Visualization 3 is a time series of two variables, time tracked on the game and time spent in lecture, which I of course found from Yan Holtz’s website, but this time the “R Graph Gallery”. I chose to once again visualize the same “game” and “class” variables as in visualization 1, except this time with the function of time playing a role in the visual story. As I was collecting my data, I knew with passing weeks that I was opening my mobile game on my phone less and less often and for shorter periods of time. Further, I know that school workload is directly to blame, not only because it was something I actively thought about, but also because this is highlighted in visualization 2 with moderate negative correlation represented between number of assignments due and game time. So, I wanted to express the data with the “date” column of my data.
Practically all aesthetic choices like color, font, background, etc. stem directly from aesthetics in the mobile game that my data is about, mostly from “Menu” aesthetics of the game. This choice creates a more meaningful narrative of the visualization as it directly ties to the data and captures the same feelings that the game would emit in style and presentation.
Sources and process
For my first visualization of a 2D density plot using hexbins, I was inspired by the simplicity of Nicola Rennie’s Simpsons word counts that was followed with a descriptive explanation that gave good context on the visualization, and I wanted to do something similar of creating something visually interesting that requires context to understand. All three visualizations take inspiration from Victor Gauto’s D&D visualization containing custom font that strongly relates to the theme of the data content itself, which I decided to use a font that closely resembles a font in the mobile game. I also was inspired to do a time series plot by Georgio Karamanis’s Himalayan expedition data that was represented across time.
When setting up my data, I had originally been only using the original data frame that I created for my personal data, but at some point I decided to clean the data with a new frame where I also only selected the variables I was planning on using. Even within this cleaning of data I made many changes over time as to how I was cleaning it and re-naming the columns and such, and this was because (after much trial and error) I was unable to figure out how to customize the variable labels for my correlation matrix and had to set the column names to one-word descriptions. My set up library also changed a lot as I figured out which visualizations I wanted to keep and which of the packages I installed and opened I would actually need.
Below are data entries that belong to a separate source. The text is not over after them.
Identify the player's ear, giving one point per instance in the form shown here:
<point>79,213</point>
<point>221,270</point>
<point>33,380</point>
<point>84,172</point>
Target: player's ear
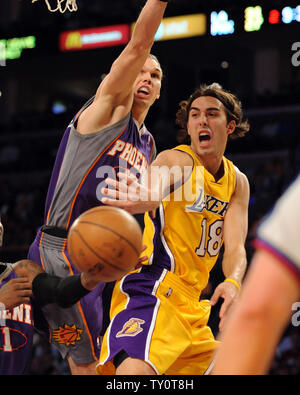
<point>231,127</point>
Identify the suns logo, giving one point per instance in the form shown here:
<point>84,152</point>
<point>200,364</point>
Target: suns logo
<point>131,327</point>
<point>67,334</point>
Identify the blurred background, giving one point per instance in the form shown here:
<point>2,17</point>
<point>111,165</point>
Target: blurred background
<point>51,63</point>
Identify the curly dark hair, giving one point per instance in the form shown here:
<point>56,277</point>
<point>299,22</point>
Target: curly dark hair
<point>232,105</point>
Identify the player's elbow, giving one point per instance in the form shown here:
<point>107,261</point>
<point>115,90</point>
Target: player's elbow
<point>140,47</point>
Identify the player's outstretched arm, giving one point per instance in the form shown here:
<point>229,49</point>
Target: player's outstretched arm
<point>15,292</point>
<point>168,169</point>
<point>234,262</point>
<point>114,96</point>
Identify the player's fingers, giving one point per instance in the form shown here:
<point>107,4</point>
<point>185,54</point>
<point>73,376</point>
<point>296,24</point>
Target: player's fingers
<point>118,186</point>
<point>21,283</point>
<point>116,195</point>
<point>215,297</point>
<point>114,202</point>
<point>127,177</point>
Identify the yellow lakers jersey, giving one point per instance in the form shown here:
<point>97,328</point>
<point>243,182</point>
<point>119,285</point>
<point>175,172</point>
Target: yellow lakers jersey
<point>186,234</point>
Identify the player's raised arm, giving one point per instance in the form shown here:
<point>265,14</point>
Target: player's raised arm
<point>114,96</point>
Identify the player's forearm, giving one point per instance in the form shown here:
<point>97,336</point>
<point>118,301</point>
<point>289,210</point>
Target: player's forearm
<point>147,24</point>
<point>234,264</point>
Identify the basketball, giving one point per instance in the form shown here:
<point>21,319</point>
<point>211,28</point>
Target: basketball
<point>105,242</point>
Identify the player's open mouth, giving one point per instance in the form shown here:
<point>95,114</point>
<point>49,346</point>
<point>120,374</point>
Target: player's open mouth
<point>204,137</point>
<point>144,91</point>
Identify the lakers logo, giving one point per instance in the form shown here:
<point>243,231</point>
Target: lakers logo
<point>131,327</point>
<point>67,334</point>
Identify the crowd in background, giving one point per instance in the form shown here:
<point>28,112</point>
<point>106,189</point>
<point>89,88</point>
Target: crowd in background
<point>269,157</point>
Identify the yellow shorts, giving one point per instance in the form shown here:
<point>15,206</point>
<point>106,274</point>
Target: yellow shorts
<point>157,318</point>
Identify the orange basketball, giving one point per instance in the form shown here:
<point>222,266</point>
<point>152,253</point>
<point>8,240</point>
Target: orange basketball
<point>106,242</point>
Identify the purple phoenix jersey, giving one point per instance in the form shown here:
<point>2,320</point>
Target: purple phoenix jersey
<point>84,161</point>
<point>16,332</point>
<point>82,164</point>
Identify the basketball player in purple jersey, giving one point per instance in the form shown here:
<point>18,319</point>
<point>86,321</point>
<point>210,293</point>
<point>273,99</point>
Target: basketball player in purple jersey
<point>107,131</point>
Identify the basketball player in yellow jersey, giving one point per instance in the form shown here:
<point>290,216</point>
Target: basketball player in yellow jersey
<point>158,325</point>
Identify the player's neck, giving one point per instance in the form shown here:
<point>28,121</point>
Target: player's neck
<point>139,116</point>
<point>214,165</point>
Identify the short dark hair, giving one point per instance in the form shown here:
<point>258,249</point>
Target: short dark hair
<point>232,105</point>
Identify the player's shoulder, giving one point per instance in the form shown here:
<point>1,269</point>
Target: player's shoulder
<point>174,157</point>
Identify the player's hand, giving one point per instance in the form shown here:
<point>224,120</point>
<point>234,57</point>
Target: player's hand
<point>128,194</point>
<point>229,292</point>
<point>141,259</point>
<point>15,292</point>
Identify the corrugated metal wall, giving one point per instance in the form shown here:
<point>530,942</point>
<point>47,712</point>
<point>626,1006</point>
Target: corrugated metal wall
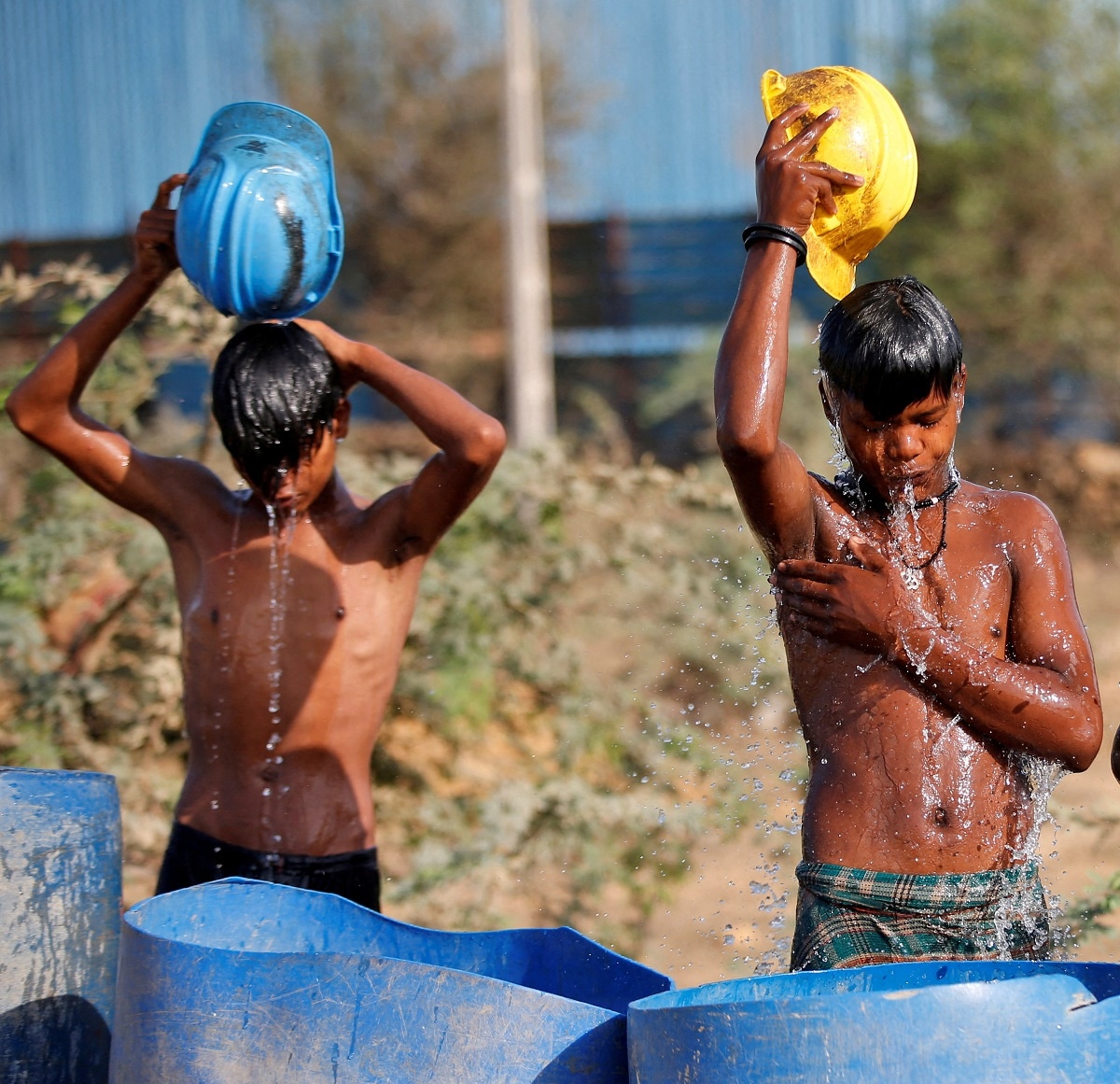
<point>679,118</point>
<point>101,99</point>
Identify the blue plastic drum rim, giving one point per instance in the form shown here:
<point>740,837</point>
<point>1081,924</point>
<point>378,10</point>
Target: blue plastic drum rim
<point>259,230</point>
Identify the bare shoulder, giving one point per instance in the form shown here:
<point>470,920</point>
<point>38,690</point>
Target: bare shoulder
<point>381,523</point>
<point>1025,526</point>
<point>174,493</point>
<point>1020,513</point>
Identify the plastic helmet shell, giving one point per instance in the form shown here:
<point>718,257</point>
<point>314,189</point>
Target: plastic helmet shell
<point>259,230</point>
<point>869,138</point>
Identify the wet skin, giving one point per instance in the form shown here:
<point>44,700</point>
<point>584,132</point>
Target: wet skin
<point>295,781</point>
<point>917,701</point>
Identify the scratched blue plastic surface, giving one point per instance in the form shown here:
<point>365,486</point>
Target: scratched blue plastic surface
<point>60,916</point>
<point>241,980</point>
<point>959,1021</point>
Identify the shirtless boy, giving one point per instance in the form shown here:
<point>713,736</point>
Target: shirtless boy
<point>283,699</point>
<point>933,639</point>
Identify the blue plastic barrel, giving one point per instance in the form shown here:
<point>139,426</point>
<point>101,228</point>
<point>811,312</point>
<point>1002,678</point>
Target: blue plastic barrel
<point>242,980</point>
<point>60,911</point>
<point>958,1022</point>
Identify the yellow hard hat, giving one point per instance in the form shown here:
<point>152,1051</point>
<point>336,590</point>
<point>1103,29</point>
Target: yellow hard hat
<point>869,138</point>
Some geoms I had tried out but decided against were geom_area for an attempted area and stacked area plot with gradient color, geom_point for a classic scatterplot, and geom_density for a gradient smear of colors. I decided on the geom visualizations that I currently have selected because I like the clean look as some of the other ones looked too messy or unpleasant. I had a lot of trial and error with importing the font and then actually applying it to each of the visualizations, and again with exporting the visualizations as .PNGs with code and putting it into the appropriate folder. I would say most of my time coding was researching + trialing how to customize the plots in different ways and the specific wording of functions for things to actually work.
The tools I used were “Help” in RStudio, visualization codes on Yan Holtz’s websites, and google with websites like “Statology”, “R CODER”, “GeeksforGeeks”, and blog websites specialized for code or similar topics.